Numa audição parlamentar sobre o Relatório de atividade desenvolvidas de combate à fraude e evasão fiscal em 2021, o responsável sublinhou: “Ultrapassados os constrangimentos em termos de pandemia, a inspeção tributária, que nunca parou, voltará a ter uma presença mais visível junto dos agentes económicos ao longo deste ano, em função da retoma da atividade económica”.

De acordo com o secretário de Estado, em causa estão ações mais focadas no cumprimento voluntário (sensibilizando e informando os contribuintes nesse sentido), tendo Mendonça Mendes realçado, de resto, que esse é o padrão dos portugueses, ainda que haja contribuintes que tenham “dificuldades” na concretização desses deveres, daí ser necessário simplificar cada vez mais os processos.

De notar que o relatório referido dá conta de que a inspeção tributária realizou cerca de 22 mil ações de comprovação e verificação em 2021, menos 14,9% do que no ano anterior. Desse total, a maioria (77,2%) dirigiu-se a pessoas coletivas.

Por outro lado, esta quarta-feira, o governante foi questionado por vários deputados sobre os recursos humanos da Autoridade Tributária, que, tal como o Jornal Económico já escreveu, têm sido motivo de muitas críticas por parte, por exemplo, dos sindicatos.

“Compreendo a preocupação”, assegurou Mendonça Mendes, tendo detalhado que tem havido “muitas saídas”, que têm sido “colmatadas” ora com mobilidade internas e, mais recentemente, com a abertura de um concurso externo para 180 trabalhadores.

O responsável adiantou que espera que esse procedimento concursal fique concluído até ao final do ano e realçou uma “particularidade”: nesse âmbito, será também constituída também uma reserva de quase duas centenas de candidatos, que servirá para potencialmente reforçar o pessoal do Fisco no próximo ano. “Temos de ter recrutamentos regulares e não mega recrutamentos”, defendeu ainda.

Essa reserva, precisou o governante, servirá em parte para reforçar no futuro os serviços centrais (para os quais seguirão também os referidos 180 trabalhadores), mas também os serviços distritais e eventualmente os serviços municipais.

Já em resposta ao PSD, Mendonça Mendes sinalizou que é importante que Portugal avance com um “quadro seguro” para quem investe em criptoativos. “Sempre fui muito favorável a que a intervenção fosse harmonizada ao nível da União Europeia.

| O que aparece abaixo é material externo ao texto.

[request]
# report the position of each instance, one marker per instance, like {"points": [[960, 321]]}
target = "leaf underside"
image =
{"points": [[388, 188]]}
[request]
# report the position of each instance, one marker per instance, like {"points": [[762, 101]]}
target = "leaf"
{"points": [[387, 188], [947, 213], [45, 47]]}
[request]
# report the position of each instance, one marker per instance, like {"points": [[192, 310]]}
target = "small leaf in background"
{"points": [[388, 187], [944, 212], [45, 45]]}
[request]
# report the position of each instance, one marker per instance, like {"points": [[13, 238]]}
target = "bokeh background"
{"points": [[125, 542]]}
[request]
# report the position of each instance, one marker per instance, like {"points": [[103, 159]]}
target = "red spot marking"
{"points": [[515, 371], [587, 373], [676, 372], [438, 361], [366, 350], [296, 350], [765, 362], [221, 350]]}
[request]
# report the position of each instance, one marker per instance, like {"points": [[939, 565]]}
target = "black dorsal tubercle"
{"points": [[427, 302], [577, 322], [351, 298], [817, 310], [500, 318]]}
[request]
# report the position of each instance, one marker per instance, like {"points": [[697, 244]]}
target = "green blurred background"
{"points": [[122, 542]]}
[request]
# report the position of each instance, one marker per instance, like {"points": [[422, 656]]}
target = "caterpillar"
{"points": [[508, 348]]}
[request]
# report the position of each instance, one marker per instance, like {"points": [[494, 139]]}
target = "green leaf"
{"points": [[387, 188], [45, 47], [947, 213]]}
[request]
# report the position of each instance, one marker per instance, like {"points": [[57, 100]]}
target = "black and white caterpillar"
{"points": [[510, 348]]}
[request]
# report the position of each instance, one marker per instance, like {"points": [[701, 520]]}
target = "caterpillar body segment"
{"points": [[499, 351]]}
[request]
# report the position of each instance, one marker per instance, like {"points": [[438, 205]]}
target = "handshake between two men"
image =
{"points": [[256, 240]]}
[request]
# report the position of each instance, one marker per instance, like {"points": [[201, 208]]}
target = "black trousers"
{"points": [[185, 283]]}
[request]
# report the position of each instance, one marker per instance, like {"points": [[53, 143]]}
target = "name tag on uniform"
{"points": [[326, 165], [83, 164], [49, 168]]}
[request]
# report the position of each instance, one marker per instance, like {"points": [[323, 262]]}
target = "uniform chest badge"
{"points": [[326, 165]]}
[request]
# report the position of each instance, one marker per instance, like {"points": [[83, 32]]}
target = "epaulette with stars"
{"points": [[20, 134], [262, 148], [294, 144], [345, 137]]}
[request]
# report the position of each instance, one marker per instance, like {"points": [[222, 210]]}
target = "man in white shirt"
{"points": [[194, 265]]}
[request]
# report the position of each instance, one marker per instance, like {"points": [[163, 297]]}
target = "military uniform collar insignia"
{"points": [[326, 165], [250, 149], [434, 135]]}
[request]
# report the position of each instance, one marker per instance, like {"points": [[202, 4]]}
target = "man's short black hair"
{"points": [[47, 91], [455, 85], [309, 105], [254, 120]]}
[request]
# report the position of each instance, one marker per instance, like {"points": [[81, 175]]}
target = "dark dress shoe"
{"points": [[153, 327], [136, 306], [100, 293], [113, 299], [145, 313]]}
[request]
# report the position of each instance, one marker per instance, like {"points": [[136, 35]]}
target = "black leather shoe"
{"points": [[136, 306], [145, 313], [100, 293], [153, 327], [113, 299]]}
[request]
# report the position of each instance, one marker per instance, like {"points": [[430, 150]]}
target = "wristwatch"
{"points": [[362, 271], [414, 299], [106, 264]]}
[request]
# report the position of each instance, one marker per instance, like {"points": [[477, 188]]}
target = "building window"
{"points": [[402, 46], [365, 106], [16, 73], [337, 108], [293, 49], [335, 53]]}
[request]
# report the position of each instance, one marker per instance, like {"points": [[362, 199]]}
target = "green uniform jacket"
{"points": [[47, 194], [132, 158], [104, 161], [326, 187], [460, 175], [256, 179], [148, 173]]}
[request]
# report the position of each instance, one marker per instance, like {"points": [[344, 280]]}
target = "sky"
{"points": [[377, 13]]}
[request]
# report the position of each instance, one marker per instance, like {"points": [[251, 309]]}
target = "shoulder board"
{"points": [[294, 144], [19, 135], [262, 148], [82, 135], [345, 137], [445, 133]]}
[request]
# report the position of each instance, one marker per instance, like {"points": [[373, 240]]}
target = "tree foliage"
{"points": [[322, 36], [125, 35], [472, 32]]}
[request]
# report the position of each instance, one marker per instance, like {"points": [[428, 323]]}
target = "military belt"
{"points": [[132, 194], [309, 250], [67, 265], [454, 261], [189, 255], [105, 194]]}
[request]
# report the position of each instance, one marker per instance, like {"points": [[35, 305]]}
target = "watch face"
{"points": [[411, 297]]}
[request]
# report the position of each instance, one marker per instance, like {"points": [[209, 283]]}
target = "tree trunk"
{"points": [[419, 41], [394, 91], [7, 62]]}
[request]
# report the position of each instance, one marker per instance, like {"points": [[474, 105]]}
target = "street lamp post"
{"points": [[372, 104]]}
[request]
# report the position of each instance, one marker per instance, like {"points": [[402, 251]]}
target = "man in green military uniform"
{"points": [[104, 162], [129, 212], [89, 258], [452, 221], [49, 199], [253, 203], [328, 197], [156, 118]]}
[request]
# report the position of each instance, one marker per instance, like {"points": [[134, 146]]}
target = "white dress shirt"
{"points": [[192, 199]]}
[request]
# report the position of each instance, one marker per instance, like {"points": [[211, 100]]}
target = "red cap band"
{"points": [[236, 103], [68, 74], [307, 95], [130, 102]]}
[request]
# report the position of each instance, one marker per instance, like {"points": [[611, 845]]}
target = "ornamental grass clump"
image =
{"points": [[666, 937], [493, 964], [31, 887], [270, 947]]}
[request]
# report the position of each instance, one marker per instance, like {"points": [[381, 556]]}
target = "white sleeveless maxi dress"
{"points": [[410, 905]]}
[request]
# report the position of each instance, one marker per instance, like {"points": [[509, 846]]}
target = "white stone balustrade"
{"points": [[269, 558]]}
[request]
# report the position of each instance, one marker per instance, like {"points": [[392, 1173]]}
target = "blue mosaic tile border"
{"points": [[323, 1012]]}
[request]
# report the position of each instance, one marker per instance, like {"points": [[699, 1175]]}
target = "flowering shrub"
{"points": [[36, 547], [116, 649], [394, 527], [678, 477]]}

Infelizmente, não tem sido possível. Mas penso que é relevante, agora que temos o conhecimento das várias iniciativas individuais dos diversos Estados-membros, que também nós possamos criar um quadro que seja seguro para aqueles que investem neste tipo de ativos para que saibam o que esperar do sistema fiscal português”, afirmou.

Convém recordar que, em maio, foi noticiado que o secretário de Estado dos Assuntos Fiscais pediu à Autoridade Tributária que estude o “enquadramento dos criptoativos à luz das melhores práticas internacionais”.

Por outro lado, em resposta à Iniciativa Liberal, o responsável em questão admitiu que a comunicação do Fisco com os contribuintes “tem de ser mais simples”, de modo a que estes últimos percebam o que está em causa. “É uma preocupação correta, estamos a trabalhar e espero que seja mais visível já este ano, relativamente ao IVA”, avançou. É que, no caso desse último imposto, as notificações relativas estão a ser objeto de revisão para garantir uma comunicação clara, sem descurar o rigor.

O secretário de Estado foi ainda questionado sobre o processo de investigação da venda das barragens da EDP, mas não quis adiantar detalhes sobre o caso. Frisou apenas que o caso “está no âmbito inspetivo, mas também no âmbito de um processo crime desencadeado pelo Ministério Público”, prevendo a lei uma “extensão do prazo de caducidade para prevenir” riscos de vir a impedir a futura cobrança de impostos em falta.